Awesome
Ethereum ETL Airflow
Read this article: https://cloud.google.com/blog/products/data-analytics/ethereum-bigquery-how-we-built-dataset
Local Development Prerequisites
- direnv
- pyenv
We are using direnv to automatically set up and load the correct python version. We also create a venv in the root folder, that is automatically activated when entering the project folder.

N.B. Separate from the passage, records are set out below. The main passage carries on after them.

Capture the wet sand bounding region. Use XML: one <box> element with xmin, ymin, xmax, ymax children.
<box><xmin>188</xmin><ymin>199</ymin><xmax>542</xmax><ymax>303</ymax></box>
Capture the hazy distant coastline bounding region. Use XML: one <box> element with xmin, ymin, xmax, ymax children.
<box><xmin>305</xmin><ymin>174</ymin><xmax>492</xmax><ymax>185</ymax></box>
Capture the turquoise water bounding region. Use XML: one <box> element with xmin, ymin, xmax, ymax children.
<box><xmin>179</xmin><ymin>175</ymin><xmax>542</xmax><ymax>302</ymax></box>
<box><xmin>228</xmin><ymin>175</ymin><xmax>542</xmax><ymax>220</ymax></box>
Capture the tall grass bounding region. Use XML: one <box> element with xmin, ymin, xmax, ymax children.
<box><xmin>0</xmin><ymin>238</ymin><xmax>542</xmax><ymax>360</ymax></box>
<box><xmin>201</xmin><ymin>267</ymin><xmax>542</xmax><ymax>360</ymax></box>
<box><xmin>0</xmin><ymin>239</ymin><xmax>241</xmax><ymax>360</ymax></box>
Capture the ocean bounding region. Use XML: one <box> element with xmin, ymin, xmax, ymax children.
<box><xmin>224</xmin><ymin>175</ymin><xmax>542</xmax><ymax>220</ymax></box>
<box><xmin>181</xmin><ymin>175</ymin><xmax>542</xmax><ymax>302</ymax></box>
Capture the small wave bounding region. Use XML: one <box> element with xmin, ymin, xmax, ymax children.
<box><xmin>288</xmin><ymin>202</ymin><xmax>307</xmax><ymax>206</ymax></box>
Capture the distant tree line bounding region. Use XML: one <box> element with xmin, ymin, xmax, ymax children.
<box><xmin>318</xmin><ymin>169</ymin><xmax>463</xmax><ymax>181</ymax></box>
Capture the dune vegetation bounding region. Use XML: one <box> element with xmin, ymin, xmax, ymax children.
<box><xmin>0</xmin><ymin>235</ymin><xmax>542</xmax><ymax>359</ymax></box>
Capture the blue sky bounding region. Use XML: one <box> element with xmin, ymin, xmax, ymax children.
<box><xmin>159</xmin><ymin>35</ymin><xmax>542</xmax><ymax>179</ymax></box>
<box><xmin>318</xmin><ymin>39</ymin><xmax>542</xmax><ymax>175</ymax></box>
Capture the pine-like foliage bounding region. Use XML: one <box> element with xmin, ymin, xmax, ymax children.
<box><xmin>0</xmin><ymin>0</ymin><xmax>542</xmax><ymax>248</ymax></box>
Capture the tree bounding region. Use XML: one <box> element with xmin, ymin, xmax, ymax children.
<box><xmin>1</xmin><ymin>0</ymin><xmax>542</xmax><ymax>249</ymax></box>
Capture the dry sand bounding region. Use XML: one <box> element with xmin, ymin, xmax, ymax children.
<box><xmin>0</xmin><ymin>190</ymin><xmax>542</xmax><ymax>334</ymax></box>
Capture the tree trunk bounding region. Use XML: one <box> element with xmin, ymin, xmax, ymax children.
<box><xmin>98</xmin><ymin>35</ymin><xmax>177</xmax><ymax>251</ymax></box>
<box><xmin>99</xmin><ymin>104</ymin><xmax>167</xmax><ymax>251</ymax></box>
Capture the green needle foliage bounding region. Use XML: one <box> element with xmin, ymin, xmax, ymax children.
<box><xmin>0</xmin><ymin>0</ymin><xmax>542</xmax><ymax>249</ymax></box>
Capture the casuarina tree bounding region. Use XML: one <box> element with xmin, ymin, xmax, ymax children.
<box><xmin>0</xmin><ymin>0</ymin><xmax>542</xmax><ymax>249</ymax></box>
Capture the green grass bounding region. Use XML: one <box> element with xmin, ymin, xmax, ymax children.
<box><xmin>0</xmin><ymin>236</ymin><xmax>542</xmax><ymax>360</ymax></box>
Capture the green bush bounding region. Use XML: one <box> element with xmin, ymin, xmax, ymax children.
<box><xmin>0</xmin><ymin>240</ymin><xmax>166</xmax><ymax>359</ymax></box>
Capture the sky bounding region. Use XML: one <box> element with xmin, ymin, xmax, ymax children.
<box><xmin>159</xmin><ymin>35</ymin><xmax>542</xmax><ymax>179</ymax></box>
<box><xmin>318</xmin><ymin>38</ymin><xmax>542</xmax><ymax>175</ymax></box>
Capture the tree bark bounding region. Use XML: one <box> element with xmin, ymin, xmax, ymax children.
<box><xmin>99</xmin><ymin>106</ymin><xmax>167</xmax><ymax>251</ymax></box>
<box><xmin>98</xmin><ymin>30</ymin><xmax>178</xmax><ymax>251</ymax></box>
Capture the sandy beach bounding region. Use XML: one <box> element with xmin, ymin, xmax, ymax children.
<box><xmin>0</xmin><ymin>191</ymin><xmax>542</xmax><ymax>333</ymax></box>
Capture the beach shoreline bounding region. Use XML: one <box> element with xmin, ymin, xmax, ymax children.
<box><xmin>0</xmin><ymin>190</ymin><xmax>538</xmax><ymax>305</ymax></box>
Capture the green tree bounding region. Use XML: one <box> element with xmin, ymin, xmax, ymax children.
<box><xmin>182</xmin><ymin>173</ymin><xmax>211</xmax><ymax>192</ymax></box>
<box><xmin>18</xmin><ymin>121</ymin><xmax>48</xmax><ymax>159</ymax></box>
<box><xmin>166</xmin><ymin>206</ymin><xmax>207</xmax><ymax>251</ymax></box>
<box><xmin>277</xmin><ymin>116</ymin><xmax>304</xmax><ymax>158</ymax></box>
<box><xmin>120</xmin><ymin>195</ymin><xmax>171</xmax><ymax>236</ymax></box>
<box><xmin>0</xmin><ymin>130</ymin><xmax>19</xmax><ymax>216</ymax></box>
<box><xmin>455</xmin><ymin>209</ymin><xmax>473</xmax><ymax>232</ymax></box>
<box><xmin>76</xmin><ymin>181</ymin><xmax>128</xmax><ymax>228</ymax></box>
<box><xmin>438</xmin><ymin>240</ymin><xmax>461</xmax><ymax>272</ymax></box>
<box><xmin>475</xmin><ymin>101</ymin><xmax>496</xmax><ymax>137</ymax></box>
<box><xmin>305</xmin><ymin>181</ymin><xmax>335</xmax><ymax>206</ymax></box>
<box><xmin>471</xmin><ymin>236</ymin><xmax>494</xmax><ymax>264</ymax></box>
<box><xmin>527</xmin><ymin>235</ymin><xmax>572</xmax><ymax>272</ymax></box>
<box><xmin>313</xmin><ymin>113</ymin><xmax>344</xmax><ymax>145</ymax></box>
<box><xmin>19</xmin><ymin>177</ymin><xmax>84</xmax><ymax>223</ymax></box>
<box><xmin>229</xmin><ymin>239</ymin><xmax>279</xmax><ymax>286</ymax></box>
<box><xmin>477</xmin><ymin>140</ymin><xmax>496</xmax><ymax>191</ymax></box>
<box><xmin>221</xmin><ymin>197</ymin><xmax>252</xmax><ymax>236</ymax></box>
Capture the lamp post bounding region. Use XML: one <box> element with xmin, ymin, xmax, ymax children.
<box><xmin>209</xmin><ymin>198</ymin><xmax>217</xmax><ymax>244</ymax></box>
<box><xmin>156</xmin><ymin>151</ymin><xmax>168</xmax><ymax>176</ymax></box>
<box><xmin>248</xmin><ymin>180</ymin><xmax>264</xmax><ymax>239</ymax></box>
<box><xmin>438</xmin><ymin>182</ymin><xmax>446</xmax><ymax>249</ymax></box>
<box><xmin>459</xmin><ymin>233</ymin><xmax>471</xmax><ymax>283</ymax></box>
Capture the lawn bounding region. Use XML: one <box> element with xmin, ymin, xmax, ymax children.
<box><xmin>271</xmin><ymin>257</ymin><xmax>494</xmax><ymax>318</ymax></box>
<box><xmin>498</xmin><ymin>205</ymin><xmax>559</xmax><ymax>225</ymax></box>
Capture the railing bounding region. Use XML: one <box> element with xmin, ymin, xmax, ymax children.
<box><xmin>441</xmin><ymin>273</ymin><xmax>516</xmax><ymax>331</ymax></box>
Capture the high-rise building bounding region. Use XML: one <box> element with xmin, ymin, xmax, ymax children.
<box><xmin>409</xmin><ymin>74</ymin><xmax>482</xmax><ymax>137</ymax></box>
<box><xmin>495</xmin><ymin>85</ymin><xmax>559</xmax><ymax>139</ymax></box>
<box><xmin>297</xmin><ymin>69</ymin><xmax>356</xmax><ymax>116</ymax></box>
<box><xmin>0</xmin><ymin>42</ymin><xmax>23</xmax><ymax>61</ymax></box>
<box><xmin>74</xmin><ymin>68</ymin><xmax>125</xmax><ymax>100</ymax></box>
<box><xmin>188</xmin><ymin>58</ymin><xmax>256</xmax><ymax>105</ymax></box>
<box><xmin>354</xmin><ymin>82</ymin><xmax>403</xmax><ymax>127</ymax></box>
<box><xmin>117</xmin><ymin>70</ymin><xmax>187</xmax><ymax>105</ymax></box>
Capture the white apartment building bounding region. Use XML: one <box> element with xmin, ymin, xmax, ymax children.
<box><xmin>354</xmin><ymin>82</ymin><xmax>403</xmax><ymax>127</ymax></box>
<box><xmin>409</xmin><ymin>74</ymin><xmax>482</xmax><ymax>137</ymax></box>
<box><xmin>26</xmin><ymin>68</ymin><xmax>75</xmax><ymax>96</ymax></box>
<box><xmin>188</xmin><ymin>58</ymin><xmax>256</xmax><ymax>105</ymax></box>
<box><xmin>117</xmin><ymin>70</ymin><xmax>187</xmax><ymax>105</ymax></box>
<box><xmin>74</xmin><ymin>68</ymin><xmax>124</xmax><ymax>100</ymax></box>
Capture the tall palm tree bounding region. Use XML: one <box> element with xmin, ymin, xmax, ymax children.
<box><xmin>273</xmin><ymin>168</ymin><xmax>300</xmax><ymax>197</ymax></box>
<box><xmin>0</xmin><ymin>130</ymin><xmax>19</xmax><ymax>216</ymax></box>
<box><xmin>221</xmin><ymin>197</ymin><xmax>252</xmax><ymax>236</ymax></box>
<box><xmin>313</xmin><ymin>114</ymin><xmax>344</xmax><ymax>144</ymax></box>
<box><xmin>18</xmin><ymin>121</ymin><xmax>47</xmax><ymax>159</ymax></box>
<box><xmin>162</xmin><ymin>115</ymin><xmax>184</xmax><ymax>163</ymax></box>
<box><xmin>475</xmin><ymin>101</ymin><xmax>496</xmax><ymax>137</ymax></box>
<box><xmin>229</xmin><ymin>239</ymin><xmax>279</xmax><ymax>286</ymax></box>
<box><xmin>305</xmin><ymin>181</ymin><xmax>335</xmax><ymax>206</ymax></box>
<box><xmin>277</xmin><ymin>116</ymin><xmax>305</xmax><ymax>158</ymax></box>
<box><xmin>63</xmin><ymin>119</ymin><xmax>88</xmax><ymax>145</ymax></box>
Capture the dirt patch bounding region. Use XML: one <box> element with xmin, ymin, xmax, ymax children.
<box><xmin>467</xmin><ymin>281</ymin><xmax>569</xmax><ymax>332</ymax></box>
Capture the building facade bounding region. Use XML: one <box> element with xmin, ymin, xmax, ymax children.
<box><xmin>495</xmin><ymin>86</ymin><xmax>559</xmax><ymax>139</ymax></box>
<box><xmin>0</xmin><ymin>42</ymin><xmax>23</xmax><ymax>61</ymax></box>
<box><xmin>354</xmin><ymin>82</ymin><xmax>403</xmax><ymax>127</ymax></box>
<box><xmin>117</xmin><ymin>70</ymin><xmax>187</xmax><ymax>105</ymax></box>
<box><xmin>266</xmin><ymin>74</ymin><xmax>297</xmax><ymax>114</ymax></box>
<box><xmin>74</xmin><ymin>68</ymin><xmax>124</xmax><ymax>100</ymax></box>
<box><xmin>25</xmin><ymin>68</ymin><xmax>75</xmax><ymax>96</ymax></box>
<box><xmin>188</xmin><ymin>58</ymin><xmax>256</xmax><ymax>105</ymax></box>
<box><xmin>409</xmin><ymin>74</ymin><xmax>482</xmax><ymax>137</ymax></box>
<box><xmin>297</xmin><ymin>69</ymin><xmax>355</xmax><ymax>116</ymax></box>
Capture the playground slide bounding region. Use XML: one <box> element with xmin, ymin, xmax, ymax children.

Setting up Airflow DAGs using Google Cloud Composer
Create BigQuery Datasets
- Sign in to BigQuery https://bigquery.cloud.google.com/
- Create new datasets called
crypto_ethereum
,crypto_ethereum_raw
,crypto_ethereum_temp
Create Google Cloud Storage bucket
- Create a new Google Storage bucket to store exported files https://console.cloud.google.com/storage/browser
Create Google Cloud Composer (version 2) environment
Create a new Cloud Composer environment:
export ENVIRONMENT_NAME=ethereum-etl-0
AIRFLOW_CONFIGS_ARR=(
"celery-worker_concurrency=8"
"scheduler-dag_dir_list_interval=300"
"scheduler-min_file_process_interval=120"
)
export AIRFLOW_CONFIGS=$(IFS=, ; echo "${AIRFLOW_CONFIGS_ARR[*]}")
gcloud composer environments create \
$ENVIRONMENT_NAME \
--location=us-central1 \
--image-version=composer-2.1.14-airflow-2.5.1 \
--environment-size=medium \
--scheduler-cpu=2 \
--scheduler-memory=13 \
--scheduler-storage=1 \
--scheduler-count=1 \
--web-server-cpu=1 \
--web-server-memory=2 \
--web-server-storage=512MB \
--worker-cpu=2 \
--worker-memory=13 \
--worker-storage=10 \
--min-workers=1 \
--max-workers=8 \
--airflow-configs=$AIRFLOW_CONFIGS
gcloud composer environments update \
$ENVIRONMENT_NAME \
--location=us-central1 \
--update-pypi-packages-from-file=requirements_airflow.txt
Create variables in Airflow (Admin > Variables in the UI):
Variable | Description |
---|---|
ethereum_output_bucket | GCS bucket to store exported files |
ethereum_provider_uris | Comma separated URIs of Ethereum nodes |
ethereum_destination_dataset_project_id | Project ID of BigQuery datasets |
notification_emails | email for notifications |
Check other variables in dags/ethereumetl_airflow/variables.py
.
Updating package requirements
Suggested package requirements for Composer are stored in requirements_airflow.txt
.
You can update the Composer environment using the following script:
ENVIRONMENT_NAME="ethereum-etl-0"
LOCAL_REQUIREMENTS_PATH="$(mktemp)"
# grep pattern removes comments and whitespace:
cat "./requirements_airflow.txt" | grep -o '^[^#| ]*' > "$LOCAL_REQUIREMENTS_PATH"
gcloud composer environments update \
"$ENVIRONMENT_NAME" \
--location="us-central1" \
--update-pypi-packages-from-file="$LOCAL_REQUIREMENTS_PATH"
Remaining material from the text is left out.